What fish teach us: food, meaning, and survival around the world
Fish are among humanity’s oldest foods. Long before agriculture, before borders and cuisines, people learned the tides, the seasons, and the movements of fish.
Over time, certain fish became more than nourishment. They became teachers. Around the world, fish foods carry meanings shaped by migration, danger, faith, scarcity, and return. They appear not just on plates, but at thresholds: holidays, fasts, reunions, and moments of survival. To eat these fish is often to rehearse a lesson about how to live.
The fish that return
Salmon is perhaps the clearest example.

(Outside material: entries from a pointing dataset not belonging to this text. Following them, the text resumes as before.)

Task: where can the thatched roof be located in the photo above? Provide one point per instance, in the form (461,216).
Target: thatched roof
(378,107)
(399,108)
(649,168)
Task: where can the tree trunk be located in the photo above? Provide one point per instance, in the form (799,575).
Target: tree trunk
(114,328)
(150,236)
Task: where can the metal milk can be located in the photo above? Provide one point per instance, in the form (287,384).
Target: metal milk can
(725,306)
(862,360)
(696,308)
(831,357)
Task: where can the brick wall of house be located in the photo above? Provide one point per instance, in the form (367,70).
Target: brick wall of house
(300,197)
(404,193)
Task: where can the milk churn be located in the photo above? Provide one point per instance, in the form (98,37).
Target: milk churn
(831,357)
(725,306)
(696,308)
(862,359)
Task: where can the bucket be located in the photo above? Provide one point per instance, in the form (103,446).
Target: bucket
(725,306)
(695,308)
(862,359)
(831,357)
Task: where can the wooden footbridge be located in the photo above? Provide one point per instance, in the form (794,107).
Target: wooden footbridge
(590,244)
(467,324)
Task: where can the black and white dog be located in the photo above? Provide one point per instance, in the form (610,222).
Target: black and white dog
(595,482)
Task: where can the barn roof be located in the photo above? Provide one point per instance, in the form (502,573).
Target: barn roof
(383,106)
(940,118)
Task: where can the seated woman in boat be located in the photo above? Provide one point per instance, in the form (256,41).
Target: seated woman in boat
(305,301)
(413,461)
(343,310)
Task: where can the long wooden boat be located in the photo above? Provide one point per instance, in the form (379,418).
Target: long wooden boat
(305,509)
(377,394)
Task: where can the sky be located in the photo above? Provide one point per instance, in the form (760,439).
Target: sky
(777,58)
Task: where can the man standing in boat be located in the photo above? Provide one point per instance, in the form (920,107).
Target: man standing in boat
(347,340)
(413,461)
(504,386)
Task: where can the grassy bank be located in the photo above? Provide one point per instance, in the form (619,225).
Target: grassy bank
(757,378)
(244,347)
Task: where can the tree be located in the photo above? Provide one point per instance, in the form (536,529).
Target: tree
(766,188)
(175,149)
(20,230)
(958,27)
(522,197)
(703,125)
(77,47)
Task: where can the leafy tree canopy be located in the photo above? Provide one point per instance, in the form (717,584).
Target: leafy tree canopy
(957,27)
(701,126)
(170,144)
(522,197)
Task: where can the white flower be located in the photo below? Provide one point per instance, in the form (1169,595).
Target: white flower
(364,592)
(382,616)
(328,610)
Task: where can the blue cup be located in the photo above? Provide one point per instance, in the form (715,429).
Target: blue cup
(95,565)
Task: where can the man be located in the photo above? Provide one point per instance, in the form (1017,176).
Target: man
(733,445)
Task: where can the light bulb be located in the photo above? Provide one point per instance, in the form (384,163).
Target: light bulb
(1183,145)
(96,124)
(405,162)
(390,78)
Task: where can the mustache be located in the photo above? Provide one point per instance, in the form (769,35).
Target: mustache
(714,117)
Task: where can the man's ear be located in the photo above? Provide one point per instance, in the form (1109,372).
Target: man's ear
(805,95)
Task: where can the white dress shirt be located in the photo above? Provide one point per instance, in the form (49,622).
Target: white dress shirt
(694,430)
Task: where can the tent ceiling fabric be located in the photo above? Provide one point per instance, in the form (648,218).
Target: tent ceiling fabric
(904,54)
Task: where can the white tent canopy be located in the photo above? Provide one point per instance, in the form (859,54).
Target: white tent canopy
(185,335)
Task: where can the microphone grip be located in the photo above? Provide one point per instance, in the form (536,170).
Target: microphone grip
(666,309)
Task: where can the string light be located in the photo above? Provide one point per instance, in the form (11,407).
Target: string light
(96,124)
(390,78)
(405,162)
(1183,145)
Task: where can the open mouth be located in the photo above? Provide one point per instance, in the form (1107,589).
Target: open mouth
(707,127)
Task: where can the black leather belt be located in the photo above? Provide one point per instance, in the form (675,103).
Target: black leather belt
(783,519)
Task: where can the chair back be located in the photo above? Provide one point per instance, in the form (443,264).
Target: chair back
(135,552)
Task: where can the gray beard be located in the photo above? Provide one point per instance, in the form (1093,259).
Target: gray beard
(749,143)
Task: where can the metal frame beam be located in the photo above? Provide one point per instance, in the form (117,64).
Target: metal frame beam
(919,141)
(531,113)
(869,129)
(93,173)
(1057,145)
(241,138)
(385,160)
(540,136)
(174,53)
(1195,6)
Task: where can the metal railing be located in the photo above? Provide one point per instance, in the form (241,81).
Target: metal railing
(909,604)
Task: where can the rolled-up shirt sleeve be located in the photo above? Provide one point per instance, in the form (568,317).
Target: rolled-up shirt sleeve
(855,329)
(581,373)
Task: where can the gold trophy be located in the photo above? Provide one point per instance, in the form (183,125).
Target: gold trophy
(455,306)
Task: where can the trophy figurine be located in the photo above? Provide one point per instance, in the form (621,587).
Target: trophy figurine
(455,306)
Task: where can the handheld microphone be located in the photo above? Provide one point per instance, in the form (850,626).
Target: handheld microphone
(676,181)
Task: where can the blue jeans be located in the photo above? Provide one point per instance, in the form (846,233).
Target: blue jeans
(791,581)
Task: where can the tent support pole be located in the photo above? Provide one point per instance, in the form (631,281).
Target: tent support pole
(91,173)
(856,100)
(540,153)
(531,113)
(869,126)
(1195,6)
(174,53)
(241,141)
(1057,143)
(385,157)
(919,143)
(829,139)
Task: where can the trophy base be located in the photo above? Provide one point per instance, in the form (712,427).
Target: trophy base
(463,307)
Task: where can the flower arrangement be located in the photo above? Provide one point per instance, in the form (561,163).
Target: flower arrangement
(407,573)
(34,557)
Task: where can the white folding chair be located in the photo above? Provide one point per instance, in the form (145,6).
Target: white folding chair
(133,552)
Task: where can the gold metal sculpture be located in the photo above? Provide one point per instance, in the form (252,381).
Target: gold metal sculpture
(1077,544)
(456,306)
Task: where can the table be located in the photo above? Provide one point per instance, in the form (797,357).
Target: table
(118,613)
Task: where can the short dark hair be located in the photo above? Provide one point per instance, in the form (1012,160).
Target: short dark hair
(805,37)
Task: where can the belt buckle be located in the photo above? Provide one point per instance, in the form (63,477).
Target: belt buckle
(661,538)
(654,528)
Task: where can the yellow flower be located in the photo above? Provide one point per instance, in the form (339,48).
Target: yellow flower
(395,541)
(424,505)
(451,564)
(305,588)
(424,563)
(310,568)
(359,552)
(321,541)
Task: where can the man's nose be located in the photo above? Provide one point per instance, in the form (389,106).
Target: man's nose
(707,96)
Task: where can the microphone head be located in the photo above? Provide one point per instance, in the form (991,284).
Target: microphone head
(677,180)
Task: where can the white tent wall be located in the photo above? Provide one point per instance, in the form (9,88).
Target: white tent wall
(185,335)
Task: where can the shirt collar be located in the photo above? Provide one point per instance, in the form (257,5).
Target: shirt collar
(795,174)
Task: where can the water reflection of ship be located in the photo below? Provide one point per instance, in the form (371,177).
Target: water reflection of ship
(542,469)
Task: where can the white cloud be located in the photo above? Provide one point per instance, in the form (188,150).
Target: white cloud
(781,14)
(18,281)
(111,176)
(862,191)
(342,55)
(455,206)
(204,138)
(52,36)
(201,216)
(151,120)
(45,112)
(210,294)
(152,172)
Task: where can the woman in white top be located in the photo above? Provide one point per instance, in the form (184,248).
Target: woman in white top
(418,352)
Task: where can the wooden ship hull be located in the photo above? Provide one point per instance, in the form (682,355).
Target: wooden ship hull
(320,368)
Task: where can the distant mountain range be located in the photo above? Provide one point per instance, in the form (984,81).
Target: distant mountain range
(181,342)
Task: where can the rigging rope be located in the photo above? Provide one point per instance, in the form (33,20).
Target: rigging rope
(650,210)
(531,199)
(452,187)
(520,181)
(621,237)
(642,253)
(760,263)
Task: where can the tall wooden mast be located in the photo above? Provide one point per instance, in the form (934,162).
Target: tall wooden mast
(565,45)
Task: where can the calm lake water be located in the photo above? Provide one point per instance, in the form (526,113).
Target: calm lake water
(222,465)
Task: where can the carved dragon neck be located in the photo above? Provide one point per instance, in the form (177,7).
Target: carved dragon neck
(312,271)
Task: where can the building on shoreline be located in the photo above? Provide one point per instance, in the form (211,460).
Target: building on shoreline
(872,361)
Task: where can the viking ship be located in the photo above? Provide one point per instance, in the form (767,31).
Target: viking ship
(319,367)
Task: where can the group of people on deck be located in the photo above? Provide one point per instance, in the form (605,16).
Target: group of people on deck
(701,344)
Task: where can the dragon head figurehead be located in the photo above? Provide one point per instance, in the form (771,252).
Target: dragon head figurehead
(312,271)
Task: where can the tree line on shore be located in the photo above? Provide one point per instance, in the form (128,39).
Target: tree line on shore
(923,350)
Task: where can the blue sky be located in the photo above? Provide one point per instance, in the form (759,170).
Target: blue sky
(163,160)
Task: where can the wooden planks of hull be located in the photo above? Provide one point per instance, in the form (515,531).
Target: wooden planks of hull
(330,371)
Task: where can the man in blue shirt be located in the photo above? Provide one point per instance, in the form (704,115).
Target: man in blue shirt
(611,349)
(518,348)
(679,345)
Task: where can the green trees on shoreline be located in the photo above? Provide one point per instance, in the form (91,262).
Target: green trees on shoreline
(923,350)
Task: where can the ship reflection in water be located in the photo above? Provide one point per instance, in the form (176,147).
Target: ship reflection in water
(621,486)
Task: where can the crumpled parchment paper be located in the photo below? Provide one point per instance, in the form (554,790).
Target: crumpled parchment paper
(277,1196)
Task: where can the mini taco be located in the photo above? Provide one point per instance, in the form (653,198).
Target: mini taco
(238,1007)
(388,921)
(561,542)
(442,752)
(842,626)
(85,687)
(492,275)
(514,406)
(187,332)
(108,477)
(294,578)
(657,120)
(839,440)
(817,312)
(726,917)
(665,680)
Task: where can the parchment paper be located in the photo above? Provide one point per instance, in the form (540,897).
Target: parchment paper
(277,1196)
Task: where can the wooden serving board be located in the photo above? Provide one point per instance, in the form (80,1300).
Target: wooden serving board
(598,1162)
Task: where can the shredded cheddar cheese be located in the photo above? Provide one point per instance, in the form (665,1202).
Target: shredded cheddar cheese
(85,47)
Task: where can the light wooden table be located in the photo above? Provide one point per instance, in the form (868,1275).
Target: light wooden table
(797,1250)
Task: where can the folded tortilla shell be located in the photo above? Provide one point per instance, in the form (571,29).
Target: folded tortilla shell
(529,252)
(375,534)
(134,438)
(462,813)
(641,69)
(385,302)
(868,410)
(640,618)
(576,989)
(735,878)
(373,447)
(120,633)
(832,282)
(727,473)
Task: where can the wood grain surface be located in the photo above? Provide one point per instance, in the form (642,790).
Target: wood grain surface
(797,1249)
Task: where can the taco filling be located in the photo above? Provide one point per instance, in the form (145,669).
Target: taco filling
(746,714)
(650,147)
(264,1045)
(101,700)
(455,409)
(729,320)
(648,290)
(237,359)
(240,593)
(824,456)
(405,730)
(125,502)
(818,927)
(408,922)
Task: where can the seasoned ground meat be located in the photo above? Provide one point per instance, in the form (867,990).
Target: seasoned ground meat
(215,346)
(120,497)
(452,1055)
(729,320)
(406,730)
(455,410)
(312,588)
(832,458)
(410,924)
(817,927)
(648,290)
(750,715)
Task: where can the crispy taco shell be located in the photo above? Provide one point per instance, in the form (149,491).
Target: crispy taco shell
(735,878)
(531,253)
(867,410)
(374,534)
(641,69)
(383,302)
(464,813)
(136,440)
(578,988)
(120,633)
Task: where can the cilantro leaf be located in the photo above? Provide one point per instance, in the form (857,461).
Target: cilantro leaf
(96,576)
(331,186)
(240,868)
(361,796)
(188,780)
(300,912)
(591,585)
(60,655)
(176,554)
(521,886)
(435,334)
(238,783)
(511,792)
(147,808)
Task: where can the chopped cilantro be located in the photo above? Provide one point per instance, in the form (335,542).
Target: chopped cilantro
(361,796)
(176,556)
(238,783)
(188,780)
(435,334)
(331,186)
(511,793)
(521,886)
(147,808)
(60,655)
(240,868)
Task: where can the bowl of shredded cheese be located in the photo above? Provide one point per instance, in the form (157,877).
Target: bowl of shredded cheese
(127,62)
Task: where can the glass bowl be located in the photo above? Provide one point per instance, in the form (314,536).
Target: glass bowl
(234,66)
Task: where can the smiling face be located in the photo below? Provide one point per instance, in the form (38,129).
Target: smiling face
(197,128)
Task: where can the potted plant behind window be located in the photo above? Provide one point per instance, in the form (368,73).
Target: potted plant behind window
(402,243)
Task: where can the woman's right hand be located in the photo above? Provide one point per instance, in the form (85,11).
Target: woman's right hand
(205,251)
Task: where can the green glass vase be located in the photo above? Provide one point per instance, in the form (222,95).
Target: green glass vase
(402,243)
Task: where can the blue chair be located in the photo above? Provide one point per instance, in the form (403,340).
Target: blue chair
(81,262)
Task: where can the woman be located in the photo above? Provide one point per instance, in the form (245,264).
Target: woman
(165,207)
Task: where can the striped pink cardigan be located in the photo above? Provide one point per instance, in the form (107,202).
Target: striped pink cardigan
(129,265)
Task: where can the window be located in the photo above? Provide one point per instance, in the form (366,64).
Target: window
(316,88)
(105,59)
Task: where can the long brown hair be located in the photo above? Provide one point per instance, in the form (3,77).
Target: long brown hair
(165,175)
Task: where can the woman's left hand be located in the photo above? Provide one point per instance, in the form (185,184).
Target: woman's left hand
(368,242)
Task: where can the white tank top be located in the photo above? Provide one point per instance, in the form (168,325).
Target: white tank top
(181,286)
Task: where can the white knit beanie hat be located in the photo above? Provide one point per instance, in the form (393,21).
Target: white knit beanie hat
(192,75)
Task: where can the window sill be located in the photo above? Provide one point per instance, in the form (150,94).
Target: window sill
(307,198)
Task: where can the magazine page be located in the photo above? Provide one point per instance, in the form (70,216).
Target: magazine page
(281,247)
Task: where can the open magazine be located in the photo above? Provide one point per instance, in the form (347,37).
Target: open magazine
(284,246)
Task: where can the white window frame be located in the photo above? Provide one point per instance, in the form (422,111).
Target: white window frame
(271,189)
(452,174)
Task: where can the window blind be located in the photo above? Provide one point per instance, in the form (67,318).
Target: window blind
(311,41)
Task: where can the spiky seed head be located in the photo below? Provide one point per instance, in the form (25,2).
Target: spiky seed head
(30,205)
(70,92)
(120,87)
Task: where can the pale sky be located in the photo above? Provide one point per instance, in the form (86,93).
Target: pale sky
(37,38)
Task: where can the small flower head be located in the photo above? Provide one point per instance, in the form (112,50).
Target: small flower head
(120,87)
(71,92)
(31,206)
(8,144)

Born in rivers, lost to the ocean, and then—against all odds—returned home, salmon has become a global symbol of migration and homecoming.
Indigenous nations of the Pacific Northwest honor the first salmon of the year with ceremony, treating the fish as a relative who chooses to come back.
In Japan, grilled salmon marks the quiet rhythm of everyday life, its smell signaling that someone has come home.
In northern Europe, smoked and cured salmon reappears during long winters, a reminder that what nourishes us can endure absence.
Salmon teaches that return is possible, but not guaranteed. It depends on memory, care, and effort. It is a fragile promise.
The fish that endure
If salmon represents movement, cod represents staying power. For centuries, dried and salted cod fed coastal Europe and the North Atlantic world. It sustained sailors, monks, and the poor.
In Portugal, bacalhau is said to have hundreds of recipes—proof not of abundance, but of ingenuity under constraint.
Cod is the food of discipline. It reminds us that survival is often quiet, repetitive, and collective. You don’t celebrate cod; you rely on it.
Carp carries a similar lesson. Thriving in muddy ponds and cold waters, carp appears in Jewish Sabbath meals, Central European Christmas dinners, and Chinese legends of perseverance. It is bony, unfashionable, and persistent. Carp teaches survival without romance—the dignity of continuing when conditions are less than ideal.
The fish of the many
Herring and sardines arrive in great numbers, then vanish. Entire towns once rose and fell with their migrations. These fish are rarely eaten alone. They are pickled for festivals, grilled in streets, passed hand to hand. Their meaning lies in collectivity. Herring and sardines remind us that abundance is often shared or lost together. Prosperity, like a school of fish, is fragile and mobile.
Anchovies deepen this lesson. They dissolve into sauces and broths, forming the backbone of cuisines while remaining almost invisible. They represent the unnoticed labor that sustains families and cultures—the work that disappears into the whole.
The fish of risk and trust
Some fish ask more of us. Tuna, long revered for its power and size, now embodies the tension between admiration and excess. Once dangerous to catch and eaten seasonally, it has become global, commodified, and overfished. Tuna asks an uncomfortable question: what happens when reverence turns into appetite without restraint?
In Japan, pufferfish—fugu—takes this tension to its extreme. Deadly if prepared incorrectly, it can only be served by licensed chefs. Eating it is an act of trust. The pleasure is inseparable from risk. Fugu teaches that survival is sometimes social. We live because others do their work carefully.
The fish of identity and memory
Some fish become national or diasporic anchors. Milkfish in the Philippines is beloved, difficult to eat, and deeply missed by those who leave. Its many bones demand attentiveness, a bodily memory learned early. For migrants, craving milkfish is often a longing for a kind of knowledge that can’t be translated. Eels, slippery and elusive, occupy a darker space. Once common street food in London, still eaten in Japan for strength, eels remind us that not all nourishment is comfortable. Some survival stories are uneasy, even unsettling.
Why these meanings persist
Across cultures, fish foods return to the same human concerns: how to endure scarcity, how to face danger, how to come back after leaving, how to share what is fleeting, how to trust one another, how to remember who we are.
Fish live at the boundary between worlds—fresh and salt, land and sea, wild and domestic.
So do people.
Migration, climate change, industrial fishing, and globalization have only sharpened these meanings. When fish disappear, it is not only ecosystems that collapse, but stories and practices that once taught restraint, gratitude, and care. To eat fish thoughtfully is to participate in those lessons. Not as nostalgia, but as attention. Fish foods endure because they ask something of us—not just hunger, but humility. They remind us that survival is rarely solitary, that return requires care, and that what sustains us most deeply is often shaped by water, movement, and time.